Les universités, en France et à l’étranger, sont soumises actuellement à de très nombreuses réformes. Pour comprendre leur réception, analyser leurs effets et interpréter la manière dont elles sont mises en œuvre, il est indispensable de reposer la question des caractéristiques organisationnelles des universités, après qu’elle a été abandonnée pendant de nombreuses années. C’est ce que nous proposons de faire ici, après avoir rappelé les travaux pionniers sur cette question.

Dans les années 1960-1970, les universités ont fait l’objet de divers travaux de recherche menés par des universitaires américains qui ont les ont appréhendées en tant que collectifs organisés présentant des spécificités particulières. Quatre grands modèles avaient alors été identifiés.
Le premier, dans une tradition proche de la sociologie des sciences de Merton et de la république des sciences de Michael Polanyi [1] qualifiait les universités d’organisations collégiales et mettait en avant l’existence de normes partagées autour de la science, permettant des prises de décisions consensuelles entre pairs. À la suite des travaux fondateurs dans les années 1960 de John Millet et Paul Goodman [2], d’autres auteurs, comme Burton Clark ou William Tierney [3]
ont continué à s’intéresser aux valeurs, représentations, conceptions qui fondent la culture des établissements universitaires et influencent leur gouvernance.
Le second modèle, représenté par l’ouvrage phare de Peter Blau [4] s’inscrit dans une tradition wébérienne.
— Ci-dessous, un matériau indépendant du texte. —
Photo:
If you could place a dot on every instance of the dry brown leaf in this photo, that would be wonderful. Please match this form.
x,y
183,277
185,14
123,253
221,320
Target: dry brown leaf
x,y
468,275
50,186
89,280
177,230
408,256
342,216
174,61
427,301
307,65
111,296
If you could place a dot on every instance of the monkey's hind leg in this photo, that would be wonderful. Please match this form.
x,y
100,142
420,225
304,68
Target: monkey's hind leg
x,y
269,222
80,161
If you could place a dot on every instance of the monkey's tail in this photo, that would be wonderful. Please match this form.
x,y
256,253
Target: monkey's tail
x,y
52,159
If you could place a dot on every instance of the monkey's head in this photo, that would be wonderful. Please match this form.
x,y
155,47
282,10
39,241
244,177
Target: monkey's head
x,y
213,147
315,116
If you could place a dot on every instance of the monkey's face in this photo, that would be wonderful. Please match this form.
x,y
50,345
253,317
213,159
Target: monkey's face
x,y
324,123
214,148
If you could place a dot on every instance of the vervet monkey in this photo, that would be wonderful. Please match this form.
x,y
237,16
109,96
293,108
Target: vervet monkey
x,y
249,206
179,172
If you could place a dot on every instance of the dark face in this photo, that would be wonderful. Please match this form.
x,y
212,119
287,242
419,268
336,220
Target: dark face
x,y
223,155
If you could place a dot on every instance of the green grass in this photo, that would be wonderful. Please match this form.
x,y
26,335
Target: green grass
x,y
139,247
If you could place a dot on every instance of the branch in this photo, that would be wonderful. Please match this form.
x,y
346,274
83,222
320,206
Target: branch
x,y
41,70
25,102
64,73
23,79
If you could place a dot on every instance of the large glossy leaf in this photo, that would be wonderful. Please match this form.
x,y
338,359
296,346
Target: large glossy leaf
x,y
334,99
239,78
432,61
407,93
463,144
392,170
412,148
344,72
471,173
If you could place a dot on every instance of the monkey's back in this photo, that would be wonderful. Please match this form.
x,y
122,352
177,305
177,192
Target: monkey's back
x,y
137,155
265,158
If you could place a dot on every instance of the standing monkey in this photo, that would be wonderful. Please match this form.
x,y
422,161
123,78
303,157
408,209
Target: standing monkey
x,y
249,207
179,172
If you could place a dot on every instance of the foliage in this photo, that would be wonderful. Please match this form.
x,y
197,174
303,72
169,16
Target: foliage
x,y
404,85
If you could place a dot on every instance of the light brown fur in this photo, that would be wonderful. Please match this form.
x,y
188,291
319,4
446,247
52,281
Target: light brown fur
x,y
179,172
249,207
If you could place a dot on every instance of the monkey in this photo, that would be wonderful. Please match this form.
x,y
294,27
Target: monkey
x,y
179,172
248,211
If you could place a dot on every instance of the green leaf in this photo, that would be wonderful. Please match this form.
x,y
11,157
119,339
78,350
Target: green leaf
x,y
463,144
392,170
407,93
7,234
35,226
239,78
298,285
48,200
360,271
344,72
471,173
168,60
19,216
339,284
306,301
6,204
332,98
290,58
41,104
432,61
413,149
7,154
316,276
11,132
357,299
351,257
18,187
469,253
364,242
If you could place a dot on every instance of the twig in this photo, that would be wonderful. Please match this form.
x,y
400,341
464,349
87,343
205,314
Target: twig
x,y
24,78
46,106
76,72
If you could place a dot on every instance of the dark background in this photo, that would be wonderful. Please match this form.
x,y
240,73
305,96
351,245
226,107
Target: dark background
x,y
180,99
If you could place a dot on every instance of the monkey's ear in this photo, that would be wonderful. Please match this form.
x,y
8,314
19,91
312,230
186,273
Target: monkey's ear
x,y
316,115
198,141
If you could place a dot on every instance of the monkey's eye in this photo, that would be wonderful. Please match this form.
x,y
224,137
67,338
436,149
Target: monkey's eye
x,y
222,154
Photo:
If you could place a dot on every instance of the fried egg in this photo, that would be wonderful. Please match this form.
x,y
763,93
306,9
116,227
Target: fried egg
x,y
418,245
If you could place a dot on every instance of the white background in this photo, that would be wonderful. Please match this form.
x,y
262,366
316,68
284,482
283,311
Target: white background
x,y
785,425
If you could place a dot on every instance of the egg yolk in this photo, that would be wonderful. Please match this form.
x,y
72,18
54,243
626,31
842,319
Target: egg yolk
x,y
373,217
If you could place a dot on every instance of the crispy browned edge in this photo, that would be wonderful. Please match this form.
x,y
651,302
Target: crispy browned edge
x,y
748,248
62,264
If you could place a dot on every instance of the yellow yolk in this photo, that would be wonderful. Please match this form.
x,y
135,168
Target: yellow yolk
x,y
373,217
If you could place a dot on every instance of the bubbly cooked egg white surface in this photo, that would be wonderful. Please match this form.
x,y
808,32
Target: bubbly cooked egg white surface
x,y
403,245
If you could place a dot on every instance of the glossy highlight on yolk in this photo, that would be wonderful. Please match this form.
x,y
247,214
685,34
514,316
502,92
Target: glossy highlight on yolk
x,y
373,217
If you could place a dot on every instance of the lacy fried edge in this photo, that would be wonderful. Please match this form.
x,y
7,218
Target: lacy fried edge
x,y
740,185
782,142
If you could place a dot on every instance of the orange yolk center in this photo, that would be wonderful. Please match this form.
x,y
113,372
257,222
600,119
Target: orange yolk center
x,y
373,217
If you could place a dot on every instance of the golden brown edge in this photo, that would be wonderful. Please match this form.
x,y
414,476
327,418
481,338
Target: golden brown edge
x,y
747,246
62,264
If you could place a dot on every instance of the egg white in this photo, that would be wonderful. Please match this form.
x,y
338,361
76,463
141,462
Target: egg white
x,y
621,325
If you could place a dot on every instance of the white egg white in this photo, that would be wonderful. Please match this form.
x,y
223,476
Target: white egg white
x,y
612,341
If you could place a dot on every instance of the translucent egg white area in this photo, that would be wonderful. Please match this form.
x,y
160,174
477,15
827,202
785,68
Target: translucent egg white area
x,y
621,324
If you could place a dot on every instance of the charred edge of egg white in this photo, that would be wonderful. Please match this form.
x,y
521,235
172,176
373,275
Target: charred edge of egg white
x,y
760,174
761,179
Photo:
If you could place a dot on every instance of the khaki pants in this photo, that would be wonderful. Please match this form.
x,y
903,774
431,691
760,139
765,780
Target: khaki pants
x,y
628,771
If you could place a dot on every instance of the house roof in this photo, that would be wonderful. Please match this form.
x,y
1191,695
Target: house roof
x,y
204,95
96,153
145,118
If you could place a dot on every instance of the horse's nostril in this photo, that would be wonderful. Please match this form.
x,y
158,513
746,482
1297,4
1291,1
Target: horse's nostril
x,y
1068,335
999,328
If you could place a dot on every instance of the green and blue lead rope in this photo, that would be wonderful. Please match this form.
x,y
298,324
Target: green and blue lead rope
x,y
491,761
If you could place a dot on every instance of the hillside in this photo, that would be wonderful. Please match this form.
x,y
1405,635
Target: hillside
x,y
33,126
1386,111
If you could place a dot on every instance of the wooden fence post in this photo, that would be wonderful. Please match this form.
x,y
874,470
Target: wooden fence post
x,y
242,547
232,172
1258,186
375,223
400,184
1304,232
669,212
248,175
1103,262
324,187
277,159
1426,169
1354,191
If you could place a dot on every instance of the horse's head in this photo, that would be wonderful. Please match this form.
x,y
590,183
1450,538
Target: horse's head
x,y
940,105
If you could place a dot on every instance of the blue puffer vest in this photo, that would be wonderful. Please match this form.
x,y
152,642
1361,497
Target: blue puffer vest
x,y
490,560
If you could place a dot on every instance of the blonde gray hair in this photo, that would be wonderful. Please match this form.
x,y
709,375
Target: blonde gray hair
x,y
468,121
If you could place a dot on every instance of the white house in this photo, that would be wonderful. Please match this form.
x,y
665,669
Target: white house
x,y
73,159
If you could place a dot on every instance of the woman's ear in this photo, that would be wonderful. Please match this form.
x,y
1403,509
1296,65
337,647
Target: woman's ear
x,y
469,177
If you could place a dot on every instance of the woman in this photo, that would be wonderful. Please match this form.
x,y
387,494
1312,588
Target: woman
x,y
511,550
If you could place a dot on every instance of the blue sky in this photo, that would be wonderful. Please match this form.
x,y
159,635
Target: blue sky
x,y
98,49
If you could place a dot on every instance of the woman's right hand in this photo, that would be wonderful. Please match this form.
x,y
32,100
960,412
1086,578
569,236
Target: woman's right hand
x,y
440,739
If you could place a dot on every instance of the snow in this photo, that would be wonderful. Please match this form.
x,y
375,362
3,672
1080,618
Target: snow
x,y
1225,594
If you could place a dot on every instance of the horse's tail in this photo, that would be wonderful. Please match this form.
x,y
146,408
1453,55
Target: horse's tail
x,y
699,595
Il s’agit de dire dans quelle mesure les universités présentent les caractéristiques propres aux bureaucraties. Cette perspective est poursuivie par Henry Mintzberg [5] qui qualifie les organisations au sein desquelles exerce une profession, de bureaucraties professionnelles. Celles-ci – universités, hôpitaux, théâtres, etc. – combinent un fort niveau de pouvoir professionnel et d’autonomie avec des caractéristiques bureaucratiques.
Le troisième modèle, porté par l’ouvrage de J. Victor Baldridge [6] reproche aux deux premiers d’ignorer les tensions, rapports de pouvoir, conflits d’intérêt qui sous-tendent les prises de décision dans les universités et propose par conséquent une perspective politique du fonctionnement universitaire. Celle-ci sera développée par la suite par Jeffrey Pfeffer et Gerald Salencik [7] quand ils développent, à partir de leurs travaux sur l’allocation des budgets au sein de leur université, l’approche dite de la dépendance aux ressources (resource dependence).
Le quatrième modèle reproche aux trois précédents de surestimer la rationalité des acteurs et la stabilité de leurs préférences et avance que les universités sont des anarchies organisées caractérisées par la multiplicité des missions qui leur incombent, des technologies de production floues (unclear technologies) et une participation discontinue de leurs membres à la prise de décision. Michael Cohen, James March et Johan Olsen [8] concluent donc que la prise de décision dans les universités suit le modèle de la poubelle (garbage can model of decision making) : décideurs, opportunités de décision, solutions et problèmes se rencontrent parfois pour produire un choix qui est d’abord fonction de la distribution de l’attention entre les acteurs (plutôt que de leurs préférences, intentions ou rationalités).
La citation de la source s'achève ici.